Mobile SEO has historically taken a back seat to desktop SEO, but that began to change this summer when Google’s Matt Cutts spoke about the importance of mobile SEO at SMX Advanced. Google later confirmed on its Official Webmaster Central blog that it would focus on promoting websites in organic search that offer positive experiences for mobile visitors. Google’s changes could roll out by Halloween – just in time to impact holiday shopping.
Google usually remains fairly quiet about upcoming algorithm changes, but they’ve been vocal on mobile SEO and shared some of the most common errors that companies make when designing websites for mobile devices. Here are a few of those errors and some tips on how to prepare your website for mobile SEO.
Under Google’s new guidelines, sites could be penalized if a full web page redirects mobile visitors to an irrelevant page on the mobile-optimized website. In the example below, mobile visitors who navigate to www.example.com/bears or www.example.com/sharks are redirected to the homepage of the mobile site, instead of to information about those specific topics. This makes it harder for users to access the content they want, which can be frustrating and ultimately lead to site abandonment. Since in Google is in the business of rewarding positive user experiences, it frowns upon improper redirects.
Fortunately, there is an easy fix: simply redirect visitors from the desktop page to the corresponding mobile-optimized page. If the full web page doesn’t have a mobile-optimized equivalent, consider using no redirect at all and serving the full desktop page. It’s better to keep visitors on the full web page than to redirect them to an irrelevant page.
Do this. Not this.
Another issue is embedded videos or interactive graphics, which often aren’t accessible to all mobile users. Flash, for example, will not work on iPhones or Android versions 4.1 and above. Either create these elements using native HTML5 elements or eliminate them from mobile pages altogether.
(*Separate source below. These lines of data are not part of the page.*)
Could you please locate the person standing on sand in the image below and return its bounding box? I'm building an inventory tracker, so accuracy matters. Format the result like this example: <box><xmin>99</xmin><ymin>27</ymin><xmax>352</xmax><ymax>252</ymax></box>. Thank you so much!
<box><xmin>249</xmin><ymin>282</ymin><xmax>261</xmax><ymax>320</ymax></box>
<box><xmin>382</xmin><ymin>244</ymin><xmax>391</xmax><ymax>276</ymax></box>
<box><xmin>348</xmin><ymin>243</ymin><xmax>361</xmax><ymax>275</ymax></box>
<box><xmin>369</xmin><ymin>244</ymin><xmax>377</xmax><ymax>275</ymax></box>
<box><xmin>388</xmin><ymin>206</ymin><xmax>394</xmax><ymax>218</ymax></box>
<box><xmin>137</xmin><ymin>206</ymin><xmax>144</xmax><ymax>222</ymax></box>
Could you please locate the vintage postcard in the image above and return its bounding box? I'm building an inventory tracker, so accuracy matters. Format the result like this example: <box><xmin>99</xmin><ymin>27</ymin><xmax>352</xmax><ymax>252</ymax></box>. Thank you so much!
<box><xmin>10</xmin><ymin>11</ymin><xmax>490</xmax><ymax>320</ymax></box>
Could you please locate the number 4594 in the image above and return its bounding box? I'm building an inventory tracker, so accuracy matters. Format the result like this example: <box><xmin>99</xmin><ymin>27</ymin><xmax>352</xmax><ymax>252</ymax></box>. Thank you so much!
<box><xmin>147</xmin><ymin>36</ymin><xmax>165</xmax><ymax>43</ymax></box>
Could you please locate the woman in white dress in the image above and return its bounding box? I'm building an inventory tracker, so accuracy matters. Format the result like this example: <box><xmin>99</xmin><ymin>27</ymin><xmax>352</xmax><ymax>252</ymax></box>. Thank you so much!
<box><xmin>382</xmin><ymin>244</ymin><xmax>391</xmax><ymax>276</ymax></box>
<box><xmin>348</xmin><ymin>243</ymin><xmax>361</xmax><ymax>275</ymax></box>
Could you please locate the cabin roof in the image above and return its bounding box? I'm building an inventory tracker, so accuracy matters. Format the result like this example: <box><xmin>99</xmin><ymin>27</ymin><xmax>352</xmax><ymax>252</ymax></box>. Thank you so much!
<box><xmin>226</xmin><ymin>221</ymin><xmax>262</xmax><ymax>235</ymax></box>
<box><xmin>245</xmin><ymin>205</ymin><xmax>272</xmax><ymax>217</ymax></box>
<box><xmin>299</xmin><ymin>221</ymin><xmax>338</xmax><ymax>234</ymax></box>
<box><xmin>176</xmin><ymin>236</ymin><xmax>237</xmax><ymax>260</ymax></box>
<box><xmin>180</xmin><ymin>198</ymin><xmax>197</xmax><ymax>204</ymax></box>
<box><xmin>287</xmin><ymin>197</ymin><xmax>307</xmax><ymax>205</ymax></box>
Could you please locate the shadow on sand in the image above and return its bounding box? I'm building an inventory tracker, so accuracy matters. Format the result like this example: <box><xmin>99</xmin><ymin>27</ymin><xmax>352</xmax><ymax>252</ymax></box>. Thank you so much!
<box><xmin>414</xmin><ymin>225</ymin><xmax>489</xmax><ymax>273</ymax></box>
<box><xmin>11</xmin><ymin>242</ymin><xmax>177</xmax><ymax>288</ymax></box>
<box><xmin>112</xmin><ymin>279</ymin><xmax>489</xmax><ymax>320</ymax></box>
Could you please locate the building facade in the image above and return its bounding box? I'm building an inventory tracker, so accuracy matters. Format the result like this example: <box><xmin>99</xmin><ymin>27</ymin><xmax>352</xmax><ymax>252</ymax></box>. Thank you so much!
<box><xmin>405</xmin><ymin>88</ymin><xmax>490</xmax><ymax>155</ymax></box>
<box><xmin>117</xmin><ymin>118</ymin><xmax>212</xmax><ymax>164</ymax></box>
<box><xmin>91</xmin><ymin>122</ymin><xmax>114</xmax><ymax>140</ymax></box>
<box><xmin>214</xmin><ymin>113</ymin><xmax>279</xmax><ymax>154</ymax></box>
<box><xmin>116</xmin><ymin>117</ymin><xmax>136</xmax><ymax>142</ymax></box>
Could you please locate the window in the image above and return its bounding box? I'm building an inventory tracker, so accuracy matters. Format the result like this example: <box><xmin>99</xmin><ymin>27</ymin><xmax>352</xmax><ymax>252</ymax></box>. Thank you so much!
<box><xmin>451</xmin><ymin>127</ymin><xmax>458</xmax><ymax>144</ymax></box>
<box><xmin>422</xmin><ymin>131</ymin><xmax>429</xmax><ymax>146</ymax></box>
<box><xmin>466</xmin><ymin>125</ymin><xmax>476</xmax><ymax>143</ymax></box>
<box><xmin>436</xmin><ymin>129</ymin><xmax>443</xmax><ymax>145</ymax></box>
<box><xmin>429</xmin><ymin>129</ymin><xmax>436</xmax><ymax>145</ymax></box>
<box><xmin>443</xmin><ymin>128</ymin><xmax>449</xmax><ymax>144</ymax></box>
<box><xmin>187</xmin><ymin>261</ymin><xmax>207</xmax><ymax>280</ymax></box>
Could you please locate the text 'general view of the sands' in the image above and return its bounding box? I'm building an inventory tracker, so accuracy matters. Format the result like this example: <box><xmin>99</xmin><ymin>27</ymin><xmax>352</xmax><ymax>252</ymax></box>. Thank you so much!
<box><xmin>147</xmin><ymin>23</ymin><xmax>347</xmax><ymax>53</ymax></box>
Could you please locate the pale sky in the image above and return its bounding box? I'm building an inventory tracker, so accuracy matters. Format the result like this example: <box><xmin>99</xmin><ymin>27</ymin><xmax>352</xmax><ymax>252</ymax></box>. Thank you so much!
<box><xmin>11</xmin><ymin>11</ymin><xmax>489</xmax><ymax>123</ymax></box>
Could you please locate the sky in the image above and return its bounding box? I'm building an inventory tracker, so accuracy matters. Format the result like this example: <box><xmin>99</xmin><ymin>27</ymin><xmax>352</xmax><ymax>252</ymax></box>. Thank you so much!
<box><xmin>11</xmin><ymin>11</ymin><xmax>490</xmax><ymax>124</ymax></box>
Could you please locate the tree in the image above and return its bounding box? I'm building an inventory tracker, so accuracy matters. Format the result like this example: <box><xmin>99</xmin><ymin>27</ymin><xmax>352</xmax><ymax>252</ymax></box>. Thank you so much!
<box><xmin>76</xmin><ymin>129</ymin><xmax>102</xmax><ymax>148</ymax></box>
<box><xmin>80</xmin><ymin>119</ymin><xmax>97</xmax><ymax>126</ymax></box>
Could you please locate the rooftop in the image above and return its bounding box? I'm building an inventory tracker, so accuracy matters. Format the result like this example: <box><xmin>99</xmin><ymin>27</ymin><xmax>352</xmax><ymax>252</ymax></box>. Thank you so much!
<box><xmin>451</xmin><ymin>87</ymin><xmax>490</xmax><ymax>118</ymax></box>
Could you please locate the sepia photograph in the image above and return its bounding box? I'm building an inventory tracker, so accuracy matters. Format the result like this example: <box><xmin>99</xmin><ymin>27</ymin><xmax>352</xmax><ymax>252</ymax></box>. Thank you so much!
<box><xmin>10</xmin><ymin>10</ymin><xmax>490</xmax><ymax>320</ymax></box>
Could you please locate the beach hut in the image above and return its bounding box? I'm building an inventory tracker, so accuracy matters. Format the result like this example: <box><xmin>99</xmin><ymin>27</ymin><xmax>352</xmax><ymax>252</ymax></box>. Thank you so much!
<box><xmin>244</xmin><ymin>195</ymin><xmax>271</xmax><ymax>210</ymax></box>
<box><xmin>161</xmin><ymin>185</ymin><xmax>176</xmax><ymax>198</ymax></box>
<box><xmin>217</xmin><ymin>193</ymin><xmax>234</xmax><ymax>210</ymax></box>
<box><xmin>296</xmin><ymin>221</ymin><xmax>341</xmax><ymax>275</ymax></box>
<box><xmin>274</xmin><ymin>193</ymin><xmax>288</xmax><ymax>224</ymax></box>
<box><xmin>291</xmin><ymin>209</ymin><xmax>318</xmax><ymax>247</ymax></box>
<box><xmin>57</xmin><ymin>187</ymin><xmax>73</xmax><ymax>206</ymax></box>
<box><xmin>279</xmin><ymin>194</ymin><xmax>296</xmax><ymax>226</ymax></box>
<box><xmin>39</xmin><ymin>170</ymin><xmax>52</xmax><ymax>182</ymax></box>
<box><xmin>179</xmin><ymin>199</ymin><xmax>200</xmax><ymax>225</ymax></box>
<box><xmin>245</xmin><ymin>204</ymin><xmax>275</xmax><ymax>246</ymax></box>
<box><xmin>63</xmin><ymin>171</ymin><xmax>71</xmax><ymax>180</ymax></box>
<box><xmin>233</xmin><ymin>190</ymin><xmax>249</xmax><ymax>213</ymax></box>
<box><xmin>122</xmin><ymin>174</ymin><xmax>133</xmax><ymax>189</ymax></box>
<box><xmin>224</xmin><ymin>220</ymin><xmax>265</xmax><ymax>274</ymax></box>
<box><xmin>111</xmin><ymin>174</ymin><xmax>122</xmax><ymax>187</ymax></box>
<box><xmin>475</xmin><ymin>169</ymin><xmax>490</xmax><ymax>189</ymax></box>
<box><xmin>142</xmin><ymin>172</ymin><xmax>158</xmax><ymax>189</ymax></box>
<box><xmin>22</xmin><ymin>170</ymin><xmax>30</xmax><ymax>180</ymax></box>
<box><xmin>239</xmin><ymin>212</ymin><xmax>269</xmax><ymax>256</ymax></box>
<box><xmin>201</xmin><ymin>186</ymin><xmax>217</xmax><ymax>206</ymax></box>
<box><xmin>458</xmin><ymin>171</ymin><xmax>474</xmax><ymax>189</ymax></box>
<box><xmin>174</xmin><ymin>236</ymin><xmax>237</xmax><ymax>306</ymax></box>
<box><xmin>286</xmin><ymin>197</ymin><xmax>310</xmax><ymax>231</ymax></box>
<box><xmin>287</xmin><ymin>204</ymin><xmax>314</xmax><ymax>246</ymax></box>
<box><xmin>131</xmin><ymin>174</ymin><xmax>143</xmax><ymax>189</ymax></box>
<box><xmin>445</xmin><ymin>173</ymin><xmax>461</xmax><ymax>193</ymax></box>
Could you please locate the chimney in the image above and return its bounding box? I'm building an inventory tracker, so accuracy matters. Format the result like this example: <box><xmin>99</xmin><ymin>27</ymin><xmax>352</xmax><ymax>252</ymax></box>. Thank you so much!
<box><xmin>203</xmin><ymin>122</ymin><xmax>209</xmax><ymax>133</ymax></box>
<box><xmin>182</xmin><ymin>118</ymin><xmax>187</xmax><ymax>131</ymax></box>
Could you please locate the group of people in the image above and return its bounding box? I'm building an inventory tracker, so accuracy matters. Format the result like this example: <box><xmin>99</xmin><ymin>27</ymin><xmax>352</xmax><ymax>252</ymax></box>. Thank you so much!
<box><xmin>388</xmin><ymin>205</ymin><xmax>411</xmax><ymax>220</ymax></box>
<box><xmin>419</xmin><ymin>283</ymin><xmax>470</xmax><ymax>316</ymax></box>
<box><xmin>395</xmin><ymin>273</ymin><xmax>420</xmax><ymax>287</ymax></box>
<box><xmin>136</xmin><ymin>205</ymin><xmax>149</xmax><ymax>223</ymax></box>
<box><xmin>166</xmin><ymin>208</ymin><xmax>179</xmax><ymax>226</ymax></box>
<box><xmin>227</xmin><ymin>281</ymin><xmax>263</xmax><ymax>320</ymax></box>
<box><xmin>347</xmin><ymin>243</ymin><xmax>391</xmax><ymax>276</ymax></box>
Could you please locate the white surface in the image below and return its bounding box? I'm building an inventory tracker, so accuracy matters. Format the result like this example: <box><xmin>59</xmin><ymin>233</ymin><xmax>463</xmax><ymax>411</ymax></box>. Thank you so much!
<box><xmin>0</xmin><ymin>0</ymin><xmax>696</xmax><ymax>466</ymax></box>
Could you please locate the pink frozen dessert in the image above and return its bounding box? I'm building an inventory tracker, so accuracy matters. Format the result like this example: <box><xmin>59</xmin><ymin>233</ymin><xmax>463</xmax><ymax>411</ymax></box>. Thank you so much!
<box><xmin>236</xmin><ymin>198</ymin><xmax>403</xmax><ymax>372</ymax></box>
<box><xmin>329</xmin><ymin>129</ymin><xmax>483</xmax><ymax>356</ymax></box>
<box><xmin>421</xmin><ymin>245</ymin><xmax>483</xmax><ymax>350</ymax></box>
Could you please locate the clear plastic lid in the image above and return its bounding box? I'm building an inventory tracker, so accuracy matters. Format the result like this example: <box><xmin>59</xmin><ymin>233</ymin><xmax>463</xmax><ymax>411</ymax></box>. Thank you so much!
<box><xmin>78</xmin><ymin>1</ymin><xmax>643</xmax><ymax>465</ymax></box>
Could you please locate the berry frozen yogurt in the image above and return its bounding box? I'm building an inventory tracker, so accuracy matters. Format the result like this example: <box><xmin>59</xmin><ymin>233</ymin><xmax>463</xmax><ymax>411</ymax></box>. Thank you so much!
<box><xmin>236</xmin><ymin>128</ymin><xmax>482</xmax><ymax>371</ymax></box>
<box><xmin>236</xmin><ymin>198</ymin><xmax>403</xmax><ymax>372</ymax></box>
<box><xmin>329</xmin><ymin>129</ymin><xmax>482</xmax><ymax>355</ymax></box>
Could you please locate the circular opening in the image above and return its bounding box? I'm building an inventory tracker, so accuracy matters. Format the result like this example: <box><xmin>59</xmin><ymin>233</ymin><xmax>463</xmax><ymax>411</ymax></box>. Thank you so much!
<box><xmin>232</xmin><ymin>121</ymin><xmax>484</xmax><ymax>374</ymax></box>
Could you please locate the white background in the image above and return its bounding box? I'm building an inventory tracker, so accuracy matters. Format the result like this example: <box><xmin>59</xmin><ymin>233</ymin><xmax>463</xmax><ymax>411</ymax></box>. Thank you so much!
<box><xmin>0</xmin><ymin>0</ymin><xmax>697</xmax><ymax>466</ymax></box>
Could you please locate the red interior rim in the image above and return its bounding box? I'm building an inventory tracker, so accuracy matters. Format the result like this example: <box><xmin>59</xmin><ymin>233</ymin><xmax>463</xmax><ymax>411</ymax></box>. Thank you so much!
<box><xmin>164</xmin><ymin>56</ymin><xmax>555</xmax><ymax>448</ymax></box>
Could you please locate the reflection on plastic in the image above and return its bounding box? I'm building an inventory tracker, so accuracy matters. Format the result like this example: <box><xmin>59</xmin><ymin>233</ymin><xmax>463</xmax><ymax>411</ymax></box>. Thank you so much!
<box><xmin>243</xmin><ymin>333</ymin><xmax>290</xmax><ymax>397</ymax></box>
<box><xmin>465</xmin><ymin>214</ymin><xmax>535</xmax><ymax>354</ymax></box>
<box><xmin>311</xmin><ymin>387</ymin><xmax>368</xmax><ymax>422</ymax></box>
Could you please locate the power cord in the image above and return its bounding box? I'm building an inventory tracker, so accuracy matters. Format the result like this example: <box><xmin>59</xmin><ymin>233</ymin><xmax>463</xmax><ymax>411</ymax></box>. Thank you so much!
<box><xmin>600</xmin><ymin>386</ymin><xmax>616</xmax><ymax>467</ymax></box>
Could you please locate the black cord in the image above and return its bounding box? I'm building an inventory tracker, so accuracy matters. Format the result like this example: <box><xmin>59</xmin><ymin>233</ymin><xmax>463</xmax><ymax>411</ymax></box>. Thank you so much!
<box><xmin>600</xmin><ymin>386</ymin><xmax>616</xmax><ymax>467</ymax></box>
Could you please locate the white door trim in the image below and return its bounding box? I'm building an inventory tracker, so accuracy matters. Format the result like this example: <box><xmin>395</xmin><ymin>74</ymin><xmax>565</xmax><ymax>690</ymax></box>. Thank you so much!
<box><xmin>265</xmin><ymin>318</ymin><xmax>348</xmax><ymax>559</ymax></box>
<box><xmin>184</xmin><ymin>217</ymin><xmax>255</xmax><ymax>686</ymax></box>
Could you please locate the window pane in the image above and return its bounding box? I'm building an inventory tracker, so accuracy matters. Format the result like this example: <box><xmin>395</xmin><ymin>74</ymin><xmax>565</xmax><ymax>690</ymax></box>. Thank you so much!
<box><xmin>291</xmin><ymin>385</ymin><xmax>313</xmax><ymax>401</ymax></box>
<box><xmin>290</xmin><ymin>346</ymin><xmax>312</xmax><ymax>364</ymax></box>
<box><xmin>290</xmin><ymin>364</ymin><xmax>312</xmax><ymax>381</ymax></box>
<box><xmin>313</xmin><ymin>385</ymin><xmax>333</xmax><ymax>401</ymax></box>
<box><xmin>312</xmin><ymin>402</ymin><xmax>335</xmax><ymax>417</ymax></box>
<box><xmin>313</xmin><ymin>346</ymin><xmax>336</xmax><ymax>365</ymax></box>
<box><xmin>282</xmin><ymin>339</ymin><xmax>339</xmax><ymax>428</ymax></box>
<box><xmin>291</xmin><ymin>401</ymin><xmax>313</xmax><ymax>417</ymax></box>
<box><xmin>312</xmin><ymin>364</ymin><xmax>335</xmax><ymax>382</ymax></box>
Test your mobile site regularly to make sure your mobile-friendly pages work and do not result in errors or blank pages. Again, if your content is not available in a smartphone-friendly format, it’s better to serve the desktop version of the page than an error or blank page.
Incorrectly handling the Googlebot-Mobile crawler can also affect a site’s search engine ranking. According to the Official Google Webmaster Central Blog many sites make the mistake of creating infinite redirect loops by redirecting Googlebot-Mobile for smartphones from full web pages to pages optimized for feature phones, which then redirect back to the full pages. This should be easy to avoid as long as you’re not over thinking things – Googlebot-Mobile crawlers will identify themselves as the mobile devices they represent. Treat them as such, and you’ll be fine.
Interstitials & Overlays
Promoting your smartphone app on your mobile site isn’t a bad idea, but be mindful how you go about it. Methods such as interstitials – an intermediate page that interrupts the path between two related pages — or overlays can cause indexing issues for smartphone-optimized content and may be too disruptive for visitors. If you must advertise your app to users, Google recommends using a simple banner in line with the page’s content.
Page Load Speed
Page speed is equally important for mobile websites as desktop sites. Mobile users often have slow data networks and less tolerance for slow sites. Pages should load on smartphones in less than one second. Any longer than that, and users begin to disengage. Google Analytics reported last year that the average web page takes more than 10 seconds to load on mobile devices.
How can page speed be improved? Two of the biggest considerations are page weight and the number of requests needed to render a page. By ‘requests’ we mean things like images, scripts, style sheets and other assets required in order to render the page. Some things to keep in mind:
- Content – The less content that is presented, the lighter the page. Take a close look at the elements on a page – are they all necessary, or can some be removed? For example, if the page includes five ads are they really generating that much income? Try two ads and see how that affects page speed.
- Images – Images can dramatically add to the weight of a page. Only use images if they are absolutely necessary and make sure you optimize the images.
- Social sharing tools – Be judicious in the use of social sharing tools like AddThis or Sharebar, which are notorious for slowing down page loads. In a recent RepEquity project, including just four social sharing buttons added 400kb of page weight and 40 requests. When using these tools, be sure to monitor user engagement. Omit them from the mobile site if visitors are not utilizing them.
A recent study revealed that only 6 percent of the top 100 Fortune 500 companies have websites that comply with Google’s mobile requirements. Two-thirds of these websites could see a drop in search rankings because they don’t serve mobile versions of many indexed pages. Taking steps now to make your website accessible to people using smartphones and other mobile devices will save you headaches, increase customer loyalty, and – most importantly – help you outrank your competitors in search.